Momen urges US, UK to send back killers of intellectuals
Foreign Minister DR AK Abdul Momen today urged the United Kingdom (UK) and the United States (US) to repatriate two identified war criminals who were convicted for killing intellectuals in 1971.
"We want that the US and the UK will send back those two killers in Bangladesh to face justice," he said while speaking at a seminar titled "Energising Bangladesh's Youth Workforce for Global Success" at North South University.
The foreign minister said the government's effort has been continuing to bring back convicted war criminals Chowdhury Mueen Uddin from the UK and Ashrafuzzaman Khan from the US.

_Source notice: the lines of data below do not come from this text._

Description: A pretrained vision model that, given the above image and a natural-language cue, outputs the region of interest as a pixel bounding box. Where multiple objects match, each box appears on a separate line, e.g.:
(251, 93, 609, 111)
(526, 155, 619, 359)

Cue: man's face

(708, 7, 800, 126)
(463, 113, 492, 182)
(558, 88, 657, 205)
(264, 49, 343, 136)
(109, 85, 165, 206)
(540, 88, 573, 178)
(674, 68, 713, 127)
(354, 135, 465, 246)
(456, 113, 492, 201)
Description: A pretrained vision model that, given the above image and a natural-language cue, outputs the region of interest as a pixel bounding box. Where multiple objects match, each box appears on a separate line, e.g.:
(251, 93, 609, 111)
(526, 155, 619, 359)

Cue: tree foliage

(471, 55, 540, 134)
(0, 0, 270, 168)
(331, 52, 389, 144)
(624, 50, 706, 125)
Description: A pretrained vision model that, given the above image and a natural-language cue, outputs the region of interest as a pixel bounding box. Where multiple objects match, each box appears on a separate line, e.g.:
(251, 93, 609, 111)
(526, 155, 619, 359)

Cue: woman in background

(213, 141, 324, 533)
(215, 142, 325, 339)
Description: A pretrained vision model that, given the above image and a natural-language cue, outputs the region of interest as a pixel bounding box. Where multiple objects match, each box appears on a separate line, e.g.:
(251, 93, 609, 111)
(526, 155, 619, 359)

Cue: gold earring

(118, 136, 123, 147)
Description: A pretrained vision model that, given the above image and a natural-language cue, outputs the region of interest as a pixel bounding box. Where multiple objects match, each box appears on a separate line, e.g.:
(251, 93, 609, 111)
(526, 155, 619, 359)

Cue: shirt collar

"They (killers) became leaders on Islamic institutes there (in US and UK) but they are killers," Momen said.
The foreign minister urged the media to make a special episode on those two killers to make local people know that killers are living in their neighbourhood freely.
Just two days ahead of the country's cherished victory, 52 years ago on December 14, the occupation Pakistan army in collusion with their local collaborators -- Al-Badr, Al-Shams and Razakars - butchered the most prominent intellectuals of the country in a bid to cripple the newly emerging nation-Bangladesh.
"In my knowledge, such kind of brutality (killing of intellectuals) was never seen anywhere in this world," Momen said.
Mueen and Ashraf were sentenced to death after the Special War Crimes Tribunal found them guilty of abducting and murdering 18 intellectuals including nine university teachers, six journalists and three doctors in December of 1971.
Immediately after December 16, 1971, when Bangladesh achieved victory in the war, Mueen, a leader of the infamous Al-Badr Bahini, fled Bangladesh and emerged as a leader of the Muslim community in the UK.
After his conviction, Bangladesh requested the International Criminal Police Organisation (Interpol) to issue a red notice to arrest Mueen.
Ashrafuzzaman was a leader of the then Jamaat-e-Islami's student wing Islami Chhatra Sangha and then became a commander of the Al-Badr, a death squad formed by Jamaat with Pakistani army's help to cleanse Bangladesh of its intelligentsia in 1971.
As Al-Badr commander, he not only helped in the abduction and massacre of the intellectuals but himself shot seven professors of Dhaka University in the killing ground of Mirpur.